Post Mortem: US Thanksgiving Outage

November 27, 2018
roll20

Steve Koontz, Lead Developer of Roll20, put together a post mortem to share with you on the service outage that some Roll20 users experienced on November 21-22. With no further ado, here’s Steve to talk about what happened and how we approached it:

On November 21st, Thanksgiving Eve here in the US, a little after 7PM PT, Roll20 suffered an extreme slowdown. For most users pages were taking a very long time to load and for some users not load at all. Our engineers responded immediately to the problem but the issue turned out to be difficult to diagnose. We hadn’t changed anything on our end going into the holiday but over the course of just a few minutes our database had been overwhelmed by requests and since everything was then running slowly it wasn’t easy to determine the offending process. We did some maintenance on our database, and 90 minutes after the issues started we rolled out an emergency patch that brought things back to normal. We continued to monitor the performance of the site.

Thanksgiving morning the issue reoccured, which let us know that our fix from the previous night had minimized the problem but not resolved it. Since we were dialed in on the issue it only took the team a few minutes to come up with a longer lasting solution that brought back almost 100% of Roll20’s functionality.
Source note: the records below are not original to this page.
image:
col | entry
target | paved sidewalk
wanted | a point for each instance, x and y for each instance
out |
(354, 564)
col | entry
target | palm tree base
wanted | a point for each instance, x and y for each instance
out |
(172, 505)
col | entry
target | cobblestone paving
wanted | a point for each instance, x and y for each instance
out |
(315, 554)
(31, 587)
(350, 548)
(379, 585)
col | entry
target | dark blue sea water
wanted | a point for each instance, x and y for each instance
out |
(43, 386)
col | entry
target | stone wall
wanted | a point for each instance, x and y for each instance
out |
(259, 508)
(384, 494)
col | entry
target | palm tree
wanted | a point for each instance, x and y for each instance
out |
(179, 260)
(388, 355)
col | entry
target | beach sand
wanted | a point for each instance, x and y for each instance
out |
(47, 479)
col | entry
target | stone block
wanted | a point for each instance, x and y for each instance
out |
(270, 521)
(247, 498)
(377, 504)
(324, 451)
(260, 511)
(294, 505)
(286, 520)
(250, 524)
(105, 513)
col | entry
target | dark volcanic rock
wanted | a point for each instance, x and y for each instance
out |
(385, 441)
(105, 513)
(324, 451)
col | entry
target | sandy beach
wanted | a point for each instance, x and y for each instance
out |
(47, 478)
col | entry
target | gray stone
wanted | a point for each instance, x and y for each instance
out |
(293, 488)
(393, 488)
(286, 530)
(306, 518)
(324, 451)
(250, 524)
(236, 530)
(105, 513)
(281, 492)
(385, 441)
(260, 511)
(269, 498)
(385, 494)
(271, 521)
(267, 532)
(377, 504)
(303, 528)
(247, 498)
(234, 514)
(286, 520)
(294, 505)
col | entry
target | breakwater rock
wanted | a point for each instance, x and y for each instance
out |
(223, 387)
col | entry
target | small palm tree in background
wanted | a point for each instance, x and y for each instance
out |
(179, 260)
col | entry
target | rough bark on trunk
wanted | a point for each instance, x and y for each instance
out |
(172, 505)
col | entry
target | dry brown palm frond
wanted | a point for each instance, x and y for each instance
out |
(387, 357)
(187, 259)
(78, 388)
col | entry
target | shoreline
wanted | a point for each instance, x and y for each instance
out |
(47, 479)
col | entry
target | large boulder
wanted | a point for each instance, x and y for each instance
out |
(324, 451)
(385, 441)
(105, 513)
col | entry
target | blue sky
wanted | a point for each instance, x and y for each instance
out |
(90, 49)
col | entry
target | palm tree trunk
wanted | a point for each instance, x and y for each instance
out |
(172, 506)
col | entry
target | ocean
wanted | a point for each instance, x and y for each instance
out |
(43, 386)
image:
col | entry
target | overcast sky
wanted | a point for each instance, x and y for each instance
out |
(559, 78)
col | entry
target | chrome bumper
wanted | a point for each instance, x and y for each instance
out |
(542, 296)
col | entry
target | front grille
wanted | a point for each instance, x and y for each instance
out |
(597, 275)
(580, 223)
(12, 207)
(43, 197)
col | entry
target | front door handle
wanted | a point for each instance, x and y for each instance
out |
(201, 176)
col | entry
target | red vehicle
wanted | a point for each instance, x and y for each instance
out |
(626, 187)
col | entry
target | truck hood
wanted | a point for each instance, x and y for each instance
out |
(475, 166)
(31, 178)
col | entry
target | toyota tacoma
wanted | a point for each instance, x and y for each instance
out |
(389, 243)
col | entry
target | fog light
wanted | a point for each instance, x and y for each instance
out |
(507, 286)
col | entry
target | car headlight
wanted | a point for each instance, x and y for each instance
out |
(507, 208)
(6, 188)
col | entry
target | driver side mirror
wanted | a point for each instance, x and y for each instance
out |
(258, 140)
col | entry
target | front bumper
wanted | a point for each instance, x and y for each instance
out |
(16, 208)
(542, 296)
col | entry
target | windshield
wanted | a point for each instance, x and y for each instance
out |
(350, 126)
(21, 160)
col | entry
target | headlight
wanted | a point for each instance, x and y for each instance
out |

We isolated the issue, which turned out to be a foible of the database software Roll20 uses when dealing with very, very large tables, causing a query that normally ran very quickly to suddenly become very slow. We’re still working to resolve the problem with a permanent solution. Until then notifications for completed queue processes, things like installing an addon into a game or rolling a game back, aren’t reaching the end user. The addons will still install correctly, you just aren’t getting the notification when they’ve finished. Refreshing the game detail page after a few seconds will show the addon installed and all content will be correctly added to your game. We expect a special patch for this issue in the coming week.

We apologize for the inconvenience this caused your holiday games.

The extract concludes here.